Sunday, August 19, 2012

Short Round: The Expendables 2 (2012) **/*****


If you’ve seen Sylvester Stallone’s first go-around with assembling an all-star group of action stars, The Expendables, then you already know what to expect from The Expendables 2... to a depressing degree. All of the faults and disappointments of that first film are still present here, with only a couple new wrinkles to keep things fresh. The biggest of those three wrinkles are the inclusion of Chuck Norris, Jean-Claude Van Damme, and Liam Hemsworth to the cast. Norris shows up for a brief cameo in a scene that’s ill-explained and embarrassing in its clumsy conception, and Hemsworth brings unwanted melodrama with him in his role as the new guy, but JCVD, he gives an effectively infuriating performance as the film’s primary villain. That makes the new additions come down 2-1 on the side of being negative, so we’ll go ahead and call this a sequel that didn’t need to be made.

The biggest problem with The Expendables 2, like the first film, is that it’s working from a script that’s just terrible in every way. The dialogue is atrocious. With lines like “Your ass is terminated,” thrown at Schwarzenegger as soon as he appears on screen and “I hate to break up the bromance,” spat when two talking characters are interrupted, you know you’re dealing with a script that’s just aggressively stupid. The worst bits are the scenes where the guys are palling around and goofing on each other, because nobody is saying anything legitimately funny, but every comment is followed by endless reaction shots of fake laughter. So awkward. The dialogue isn’t the only place where the script falters either. All of the drama surrounding the new kid’s conflicted future, or Stallone’s inability to let anybody get close to him, it’s all so half-baked it wasn’t worth including. And the plot is full of so many holes and relies on so many dumb coincidences that it will make your head dizzy if you give it any consideration.

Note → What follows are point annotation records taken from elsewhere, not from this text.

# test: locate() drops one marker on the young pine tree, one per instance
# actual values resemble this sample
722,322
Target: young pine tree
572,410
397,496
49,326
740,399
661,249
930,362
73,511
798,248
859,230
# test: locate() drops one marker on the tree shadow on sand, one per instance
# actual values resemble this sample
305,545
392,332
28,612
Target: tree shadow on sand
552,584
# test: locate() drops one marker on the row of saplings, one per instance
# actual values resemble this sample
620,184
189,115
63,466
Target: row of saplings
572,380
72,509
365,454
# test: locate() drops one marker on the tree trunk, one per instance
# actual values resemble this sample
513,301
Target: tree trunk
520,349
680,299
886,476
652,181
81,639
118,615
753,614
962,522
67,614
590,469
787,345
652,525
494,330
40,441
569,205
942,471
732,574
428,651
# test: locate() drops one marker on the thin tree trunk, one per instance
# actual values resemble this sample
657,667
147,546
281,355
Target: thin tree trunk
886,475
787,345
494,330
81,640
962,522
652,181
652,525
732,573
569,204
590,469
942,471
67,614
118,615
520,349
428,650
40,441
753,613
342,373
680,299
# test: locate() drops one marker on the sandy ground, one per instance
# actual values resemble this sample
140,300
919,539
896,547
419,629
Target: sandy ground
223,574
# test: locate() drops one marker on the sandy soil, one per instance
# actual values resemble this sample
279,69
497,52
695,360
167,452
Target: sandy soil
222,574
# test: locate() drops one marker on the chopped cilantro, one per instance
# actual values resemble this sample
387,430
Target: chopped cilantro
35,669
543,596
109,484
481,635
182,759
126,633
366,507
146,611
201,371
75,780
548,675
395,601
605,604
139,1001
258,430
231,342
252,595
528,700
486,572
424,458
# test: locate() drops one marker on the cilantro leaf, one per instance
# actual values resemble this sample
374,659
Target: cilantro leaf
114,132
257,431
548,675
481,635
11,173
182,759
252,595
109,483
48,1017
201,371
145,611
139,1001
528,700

A movie should start off with a script, not a cast list, and no Expendables film is ever going to be good until Stallone and company figure that out.

Of course, as with any action movie, all this would have been forgivable if the action sequences were engrossing and thrilling. But the action here, like in the first film, is a formless hail of machine gun fire and lame CG blood that fails to truly captivate. In order for an action sequence to be really effective, it needs a contain some inventiveness and well-planned choreography. It needs to firmly establish the protagonists’ goals and then subvert them in creative ways. It needs to give you the stakes, and then continuously raise them as things play out. The Expendables franchise thinks having the most firepower is enough to impress, both literally as far as its action sequences go and figuratively as far as its filmmaking philosophy goes, and consequently its films exist as impressively loud bores.